CALGARY – Companies buying energy assets in Saskatchewan and British Columbia are facing higher deposit costs for environmental remediation after a precedent-setting court case in Alberta that dealt with abandoned oil and gas wells.
In a letter sent last month to operators of wells, pipelines and other energy assets in Saskatchewan, the provincial Ministry of Economy (ECON) warns that all applications to transfer government licences for wells as part of sales transactions will be treated as “non-routine” from now on.
“All licence transfer applications will be reviewed in detail and ECON will consider all relevant factors in calculating transfer deposit requirements,” it says. “In addition to increased deposit requirements, ECON may incorporate additional conditions with licence transfer approvals which may impact the decision to proceed with certain transactions.
“In particular, licence transfers involving a high percentage of potentially uneconomic infrastructure will be very closely reviewed and deposit requirements set accordingly.”
In an email, spokesman Phil Rygg of the B.C. Oil and Gas Commission said it, too, is requiring security deposits for certain assets being sold in cases where deposits would not have previously been required.
“This decision is applied on a case-by-case basis,” he wrote.
Regulators in Western Canada are watching closely after a ruling from the Alberta Court of Queen’s Bench in May granted the receiver for bankrupt producer Redwater Energy the right to sell the private company’s best assets, thus gaining the best payback for its creditors, and disclaim or abandon inactive assets for which estimated environmental cleanup costs were higher than resale value.
The receiver had advised the Alberta Energy Regulator that of the 127 wells, pipelines or other infrastructure for which Redwater Energy held licences, it would only take possession of about 20.
In response, the regulator issued a directive for companies trying to sell assets before licence transfers would be allowed.

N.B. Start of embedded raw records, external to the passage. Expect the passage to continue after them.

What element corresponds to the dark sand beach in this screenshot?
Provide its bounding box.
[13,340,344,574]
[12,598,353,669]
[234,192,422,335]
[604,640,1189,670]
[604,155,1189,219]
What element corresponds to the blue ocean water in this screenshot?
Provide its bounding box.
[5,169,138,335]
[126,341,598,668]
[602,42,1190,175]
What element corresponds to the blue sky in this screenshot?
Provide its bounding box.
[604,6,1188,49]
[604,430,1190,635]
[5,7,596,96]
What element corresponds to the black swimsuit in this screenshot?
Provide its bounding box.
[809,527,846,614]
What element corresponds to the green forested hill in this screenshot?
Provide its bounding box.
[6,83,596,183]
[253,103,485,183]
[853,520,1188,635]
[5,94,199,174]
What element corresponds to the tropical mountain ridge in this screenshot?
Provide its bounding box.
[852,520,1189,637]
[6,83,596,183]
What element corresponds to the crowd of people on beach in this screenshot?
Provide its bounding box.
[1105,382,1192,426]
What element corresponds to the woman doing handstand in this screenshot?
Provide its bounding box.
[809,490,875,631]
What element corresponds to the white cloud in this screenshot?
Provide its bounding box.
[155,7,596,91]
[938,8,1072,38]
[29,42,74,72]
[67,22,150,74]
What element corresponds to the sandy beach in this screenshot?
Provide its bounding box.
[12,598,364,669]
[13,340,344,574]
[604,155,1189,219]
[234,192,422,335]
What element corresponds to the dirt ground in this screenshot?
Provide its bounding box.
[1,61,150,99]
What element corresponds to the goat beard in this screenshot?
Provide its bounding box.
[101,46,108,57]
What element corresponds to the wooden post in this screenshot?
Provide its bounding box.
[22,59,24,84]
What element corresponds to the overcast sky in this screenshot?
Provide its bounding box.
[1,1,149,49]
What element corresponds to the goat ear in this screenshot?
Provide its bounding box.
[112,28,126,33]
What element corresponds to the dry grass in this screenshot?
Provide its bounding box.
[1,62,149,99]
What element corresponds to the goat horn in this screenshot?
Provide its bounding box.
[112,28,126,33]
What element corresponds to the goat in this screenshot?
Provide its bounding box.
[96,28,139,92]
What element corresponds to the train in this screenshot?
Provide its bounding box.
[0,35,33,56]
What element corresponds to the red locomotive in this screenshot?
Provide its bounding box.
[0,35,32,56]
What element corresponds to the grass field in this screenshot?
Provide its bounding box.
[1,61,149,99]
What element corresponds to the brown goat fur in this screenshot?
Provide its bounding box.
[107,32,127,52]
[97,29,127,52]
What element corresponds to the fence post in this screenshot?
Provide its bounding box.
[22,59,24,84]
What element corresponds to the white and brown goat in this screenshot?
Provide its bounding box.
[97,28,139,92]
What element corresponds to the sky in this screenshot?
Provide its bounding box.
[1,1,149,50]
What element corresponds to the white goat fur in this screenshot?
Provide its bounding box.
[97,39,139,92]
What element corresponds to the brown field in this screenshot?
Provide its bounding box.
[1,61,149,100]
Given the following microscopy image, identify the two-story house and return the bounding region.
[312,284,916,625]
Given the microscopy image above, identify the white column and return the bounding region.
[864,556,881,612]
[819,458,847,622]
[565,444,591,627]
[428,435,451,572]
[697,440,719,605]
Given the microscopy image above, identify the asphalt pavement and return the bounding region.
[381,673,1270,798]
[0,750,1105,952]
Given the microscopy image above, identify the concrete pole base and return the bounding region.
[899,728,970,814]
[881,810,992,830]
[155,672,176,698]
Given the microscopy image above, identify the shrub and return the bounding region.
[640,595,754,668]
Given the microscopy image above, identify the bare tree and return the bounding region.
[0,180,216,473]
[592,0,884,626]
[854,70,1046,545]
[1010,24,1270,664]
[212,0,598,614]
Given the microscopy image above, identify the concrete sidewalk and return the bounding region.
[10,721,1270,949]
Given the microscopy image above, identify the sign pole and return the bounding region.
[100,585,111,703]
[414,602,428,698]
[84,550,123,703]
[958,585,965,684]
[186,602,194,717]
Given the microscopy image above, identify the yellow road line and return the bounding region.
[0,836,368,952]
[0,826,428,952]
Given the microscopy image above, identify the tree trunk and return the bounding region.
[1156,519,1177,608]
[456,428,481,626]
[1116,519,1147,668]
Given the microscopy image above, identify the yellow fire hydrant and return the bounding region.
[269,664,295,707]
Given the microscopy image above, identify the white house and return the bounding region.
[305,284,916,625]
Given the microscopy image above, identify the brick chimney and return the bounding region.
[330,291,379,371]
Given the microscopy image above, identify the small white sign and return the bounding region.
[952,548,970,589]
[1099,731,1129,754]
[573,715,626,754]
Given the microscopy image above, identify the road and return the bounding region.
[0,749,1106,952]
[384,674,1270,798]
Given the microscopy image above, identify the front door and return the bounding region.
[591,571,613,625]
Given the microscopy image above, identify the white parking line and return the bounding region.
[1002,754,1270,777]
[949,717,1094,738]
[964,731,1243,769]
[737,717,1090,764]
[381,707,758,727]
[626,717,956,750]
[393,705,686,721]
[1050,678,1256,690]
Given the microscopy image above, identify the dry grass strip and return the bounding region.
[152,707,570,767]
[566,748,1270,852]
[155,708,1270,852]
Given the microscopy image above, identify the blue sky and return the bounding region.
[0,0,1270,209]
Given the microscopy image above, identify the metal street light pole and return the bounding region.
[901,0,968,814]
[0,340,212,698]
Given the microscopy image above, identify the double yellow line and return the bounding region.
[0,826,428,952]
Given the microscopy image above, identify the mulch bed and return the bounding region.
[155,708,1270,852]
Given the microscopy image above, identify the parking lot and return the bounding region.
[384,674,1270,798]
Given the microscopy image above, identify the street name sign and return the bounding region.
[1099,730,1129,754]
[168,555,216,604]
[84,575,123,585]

According to the directive, a company’s asset value has to be twice as much as the costs of environmental remediation of orphan wells.
The regulator later softened its stance, saying companies can apply for special consideration or make a deposit to allow transactions to go ahead.
Over the summer, the number of orphan wells in Alberta has ballooned by 500 to more than 1,280, said Brad Herald, chairman of the Alberta Orphan Well Association, which is administered by government and industry associations.
He said the Redwater decision has added to the rising count of orphan wells, but it’s unclear by how much, given general industry hardship caused by more than two years of low oil prices.
He said the higher number of orphan wells is bound to put “upward pressure” on the $30 million per year currently paid by the province’s energy industry to secure and clean up abandoned oil and gas wells.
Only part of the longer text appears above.